İstiklâl Mücâhedesi
İstiklâl Mücâhedesi
Geçen asrın başında küffâr, yurdumuzu işgal etmişti. Rus’u Doğu’dan, Yunan’ı Batı’dan, İngiliz’i, Fransız’ı Güney’den girmişti. İtalyanlar Antalya’yı, Konya’yı işgal etmişti.
Devletin o vakitki payitahtı, yani başşehri olan İstanbul’umuza ise topu birden saldırmıştı. İngiliz’i, Fransız’ı, İtalyan’ı, Yunan’ı… İşte o vakit, cihat “farz-ı ayn” olmuştu.
Rabbimizin temel farzlarından olan cihadın kısımları vardır. İslâm devleti cihad ilan ettiğinde, bu cihada katılmak “farz-ı kifaye”dir. Cihada katılan büyük sevap alır. Şayet küffâr bir İslâm memleketine girmişse, işte o vakit cihad etmek o belde halkına “farz-ı ayn” olur.
Hem de çocuklara, kadınlara, âmâlara, topala, hastalara, ihtiyarlara da farzdır. Şayet o belde ahalisi düşmanı def edecek güçte değilse, o vakit cihat etmek bütün mü’minlere farz olur.
Kurtuluş Savaşı yıllarını hatırlayalım. Koca Osmanlı Devleti Birinci Dünya Savaşı’nda yedi düvelle savaşmış, bir milyon yedi yüz elli bin askerinden yaklaşık 750 binini şehit vermiş. Geri kalanların çoğu da yaralanmış.
Mondros Mütarekesi’nin ardından yurdumuz işgal edilmeye başlanmış. İşte o vakit cihat farz-ı ayn olmuş. O yılları hatırlayalım; Antep’te yediden yetmişe bütün şehir halkı 11 ay düşmanla vuruşmuş.
Hâkeza Maraş’ta, Urfa’da şanlı bir mücadele verilmiş. Derken TMM açılmış, yeni ordu tanzim edilmiş, cihad fetvası yayınlanmış ve derken müthiş bir mücadele başlamış. O mücadelenin adı “İstiklâl Mücâhedesi” idi.
Çok sonraları o mücadelenin ismine “Kurtuluş Savaşı” denildi. Doğru ismi, öncekiydi.

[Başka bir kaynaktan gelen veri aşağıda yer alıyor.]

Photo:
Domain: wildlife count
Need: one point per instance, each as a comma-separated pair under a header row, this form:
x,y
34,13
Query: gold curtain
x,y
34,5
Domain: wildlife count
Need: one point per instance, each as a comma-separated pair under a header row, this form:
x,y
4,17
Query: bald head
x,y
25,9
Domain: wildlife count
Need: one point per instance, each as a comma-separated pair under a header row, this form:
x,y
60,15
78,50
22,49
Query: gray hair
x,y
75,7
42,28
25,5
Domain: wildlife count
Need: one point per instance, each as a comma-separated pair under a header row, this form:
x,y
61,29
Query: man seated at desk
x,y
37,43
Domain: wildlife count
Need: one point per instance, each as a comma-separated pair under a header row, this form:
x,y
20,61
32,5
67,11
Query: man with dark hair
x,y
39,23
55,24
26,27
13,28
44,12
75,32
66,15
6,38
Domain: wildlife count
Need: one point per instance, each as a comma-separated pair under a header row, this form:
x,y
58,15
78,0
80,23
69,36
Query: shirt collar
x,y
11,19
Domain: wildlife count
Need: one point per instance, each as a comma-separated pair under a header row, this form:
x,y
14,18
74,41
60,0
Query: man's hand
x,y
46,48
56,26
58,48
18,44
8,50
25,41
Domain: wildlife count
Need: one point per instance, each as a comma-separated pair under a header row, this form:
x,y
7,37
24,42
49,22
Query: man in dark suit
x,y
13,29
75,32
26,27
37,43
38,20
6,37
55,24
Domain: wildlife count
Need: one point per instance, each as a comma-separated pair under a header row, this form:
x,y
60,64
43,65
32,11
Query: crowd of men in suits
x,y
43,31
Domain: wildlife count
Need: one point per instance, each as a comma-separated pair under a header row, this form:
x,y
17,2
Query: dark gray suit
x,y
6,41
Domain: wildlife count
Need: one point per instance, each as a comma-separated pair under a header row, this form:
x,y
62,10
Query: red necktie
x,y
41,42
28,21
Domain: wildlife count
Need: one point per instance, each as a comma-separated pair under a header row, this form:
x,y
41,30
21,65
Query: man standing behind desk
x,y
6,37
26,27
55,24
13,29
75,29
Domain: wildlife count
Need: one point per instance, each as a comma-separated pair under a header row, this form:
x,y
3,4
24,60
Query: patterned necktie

Zira o mücadele bir cihat hareketi idi. Hedef ise “istiklâl” idi.
Yani düşmanların bütününü def etmek, yurdu düşmanlardan temizlemek… Yediden yetmişe bütün vatan evladı bu mücâhedeye katıldı. Çocuklar ve kadınlar da bu şanlı cihaddaki yerini aldı.
Şerife Bacılar cepheye top mermisi taşıdı. Çocuklar mermi kovanı topladı, cepheye su ve yiyecek taşıdı. Yiğitler cephede vuruştu. Derken düşman bu İslâm beldesinden def edildi…
Yüz yıl sonra bütün Müslümanlar bir kere daha “İstiklâl Mücâhedesi” vermelidir. Zira cihad etmek her Müslüman’a farz-ı ayn olmuştur.
Doğu Türkistan, Arakan, Çeçenistan, Kafkasya, Filistin (Kudüs ve Gazze) başta olmak üzere birçok İslâm ülkesi küffar tarafından işgal edilmiş vaziyettedir.
Pek çok İslâm ülkesinde de “örtülü işgal” vardır. BOP, 23 İslam ülkesi için bir yıkım projesidir ve bu proje devrededir. İsrail, Nil’den Fırat’a kadar bütün toprakları işgal etmeyi kafasına koymuştur. Her Müslüman, “İstiklâl Mücâhedesi”ni zihnine yerleştirmelidir.
Haysiyetine, şerefine, izzetine düşkün, imanını kaybetmemiş her Müslüman cihadı ve istiklâli düşünmeli, bütün İslâm yurdundan düşmanları kovmayı en büyük gayesi bilmelidir. Bunu gerçekleştirmek için;
1) Cehaleti kovup bilgi ile donanacağız. Düşmanların bütün oyunlarından haberdar olacağız. Harbin hile olduğunu unutmayacağız.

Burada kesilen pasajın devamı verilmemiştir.